The episode’s condemnation of restrictive roles is also reminiscent of another Levin novel, The Stepford Wives, to the point where I half expected a reveal at the end where we find out that all the post-transformation bodies are robots. As is, I’d say the transformation, and how Marilyn winds up going through the process against her best wishes (in that she tries to escape, and somehow inadvertently stumbles into the room where the doctors are already getting ready for her sugery), are the episode’s only serious weaknesses. I appreciate that a certain vagueness is inevitable, but apart from the unmistakable sense that the Marilyn we see at the end is not the Marilyn we knew, it’s hard to pin down exactly how wrong this is supposed to be. Is she going to kill herself in a few years like her dad? Is everything that made her distinct gone? What’s left in its place? It’s that allegory idea again. As a fable of repression, it’s perfect. As an actual practical story, it’s a little fuzzy in spots where clarity might have led to a stronger effect.
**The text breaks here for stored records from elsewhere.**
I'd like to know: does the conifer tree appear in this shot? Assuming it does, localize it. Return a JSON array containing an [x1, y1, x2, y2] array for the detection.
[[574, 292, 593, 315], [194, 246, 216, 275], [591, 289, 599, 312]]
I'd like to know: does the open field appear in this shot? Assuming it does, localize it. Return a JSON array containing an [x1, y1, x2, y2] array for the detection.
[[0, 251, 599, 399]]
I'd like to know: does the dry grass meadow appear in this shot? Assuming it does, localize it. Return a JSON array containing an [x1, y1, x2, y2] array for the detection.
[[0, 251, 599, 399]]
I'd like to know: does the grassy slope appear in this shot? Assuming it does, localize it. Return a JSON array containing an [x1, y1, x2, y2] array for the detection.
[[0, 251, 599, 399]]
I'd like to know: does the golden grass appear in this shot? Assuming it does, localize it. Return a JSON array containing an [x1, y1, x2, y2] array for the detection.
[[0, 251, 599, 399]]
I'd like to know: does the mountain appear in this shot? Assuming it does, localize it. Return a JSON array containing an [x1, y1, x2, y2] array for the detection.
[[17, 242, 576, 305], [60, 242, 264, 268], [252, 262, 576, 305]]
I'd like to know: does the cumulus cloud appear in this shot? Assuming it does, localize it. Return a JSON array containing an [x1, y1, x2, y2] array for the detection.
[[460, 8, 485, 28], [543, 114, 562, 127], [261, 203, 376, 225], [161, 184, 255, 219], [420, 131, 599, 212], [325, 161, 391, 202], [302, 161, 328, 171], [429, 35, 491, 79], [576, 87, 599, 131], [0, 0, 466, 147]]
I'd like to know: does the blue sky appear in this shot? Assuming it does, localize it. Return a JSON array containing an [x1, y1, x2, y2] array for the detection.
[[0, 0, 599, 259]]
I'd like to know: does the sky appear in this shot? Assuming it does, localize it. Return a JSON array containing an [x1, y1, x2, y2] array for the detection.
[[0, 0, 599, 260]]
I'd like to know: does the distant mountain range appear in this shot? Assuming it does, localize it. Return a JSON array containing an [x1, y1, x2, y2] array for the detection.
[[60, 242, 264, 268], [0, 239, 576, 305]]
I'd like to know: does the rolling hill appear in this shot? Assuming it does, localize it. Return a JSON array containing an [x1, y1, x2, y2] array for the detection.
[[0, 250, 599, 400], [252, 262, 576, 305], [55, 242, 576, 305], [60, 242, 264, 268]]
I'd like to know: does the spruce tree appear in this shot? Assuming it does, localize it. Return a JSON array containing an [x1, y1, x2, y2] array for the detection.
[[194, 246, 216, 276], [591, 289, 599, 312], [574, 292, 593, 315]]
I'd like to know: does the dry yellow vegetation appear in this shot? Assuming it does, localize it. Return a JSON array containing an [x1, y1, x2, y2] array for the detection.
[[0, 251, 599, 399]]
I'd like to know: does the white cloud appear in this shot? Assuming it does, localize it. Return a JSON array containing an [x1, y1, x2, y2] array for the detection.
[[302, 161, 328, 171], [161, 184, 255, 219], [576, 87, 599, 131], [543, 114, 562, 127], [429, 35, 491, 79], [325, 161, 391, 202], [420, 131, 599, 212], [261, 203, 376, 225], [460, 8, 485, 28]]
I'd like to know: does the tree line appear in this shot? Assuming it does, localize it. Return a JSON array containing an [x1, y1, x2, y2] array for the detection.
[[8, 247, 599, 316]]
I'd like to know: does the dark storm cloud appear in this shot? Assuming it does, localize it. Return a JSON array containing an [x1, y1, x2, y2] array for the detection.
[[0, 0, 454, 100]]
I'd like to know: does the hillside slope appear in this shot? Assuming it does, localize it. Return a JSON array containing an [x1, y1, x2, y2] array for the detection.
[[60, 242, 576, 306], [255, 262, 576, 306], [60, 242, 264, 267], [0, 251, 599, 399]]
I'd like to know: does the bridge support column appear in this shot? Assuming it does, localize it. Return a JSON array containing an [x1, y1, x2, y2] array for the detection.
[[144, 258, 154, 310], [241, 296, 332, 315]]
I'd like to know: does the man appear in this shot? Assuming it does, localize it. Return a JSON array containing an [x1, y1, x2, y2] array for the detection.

But this is nitpicking. (Well, okay, the episode also flags a little in the mid-section, as Marilyn is shuttled from person to person—all of whom are played by Long—and it’s just a lot of talk in gray rooms.) Overall, “Number 12 Looks Like You” is powerful, heartbreaking stuff, one where the inevitable tragedy of the ending serves to underline the horrors of the system the episode is railing against. Differences can’t be resolved by subtraction, and only a society that embraces its contradictions can really thrive. Everything in this future looks shiny, flat, and shallow. Marilyn doesn’t deserve her fate, and her sense of self and individuality make her ultimate turn into another member of the Revlon Borg all the more frightening. No one was mean to her, no one shouted or demanded anything. They just removed her options one by one, because they knew how to make her happy. And in the end, she was.
What a twist: Marilyn resists the procedure, but she’s transformed anyway, into a Number 8—just like her best friend.
Stray observations:
- “Am I very homely now?” “No, darling, not to me.” This is some brilliant manipulation really. Throughout the episode, no one ever seems really evil about what they’re trying to do, and Lana comes across as someone who’s honestly trying to be supportive, but has no way to give her daughter what she really needs.
- “What you need is a glass of instant smile.” At first, I thought this was a colorful metaphor, but it’s an actual thing. So, some strains of Philip K. Dick, then; a bunch of plastic people downing drugs to keep themselves in the right frame of mind.
- “What’s so terrible about being beautiful? After all, isn’t everybody?”
- Uh-oh, Shakespeare’s been banned. Never a good sign, that.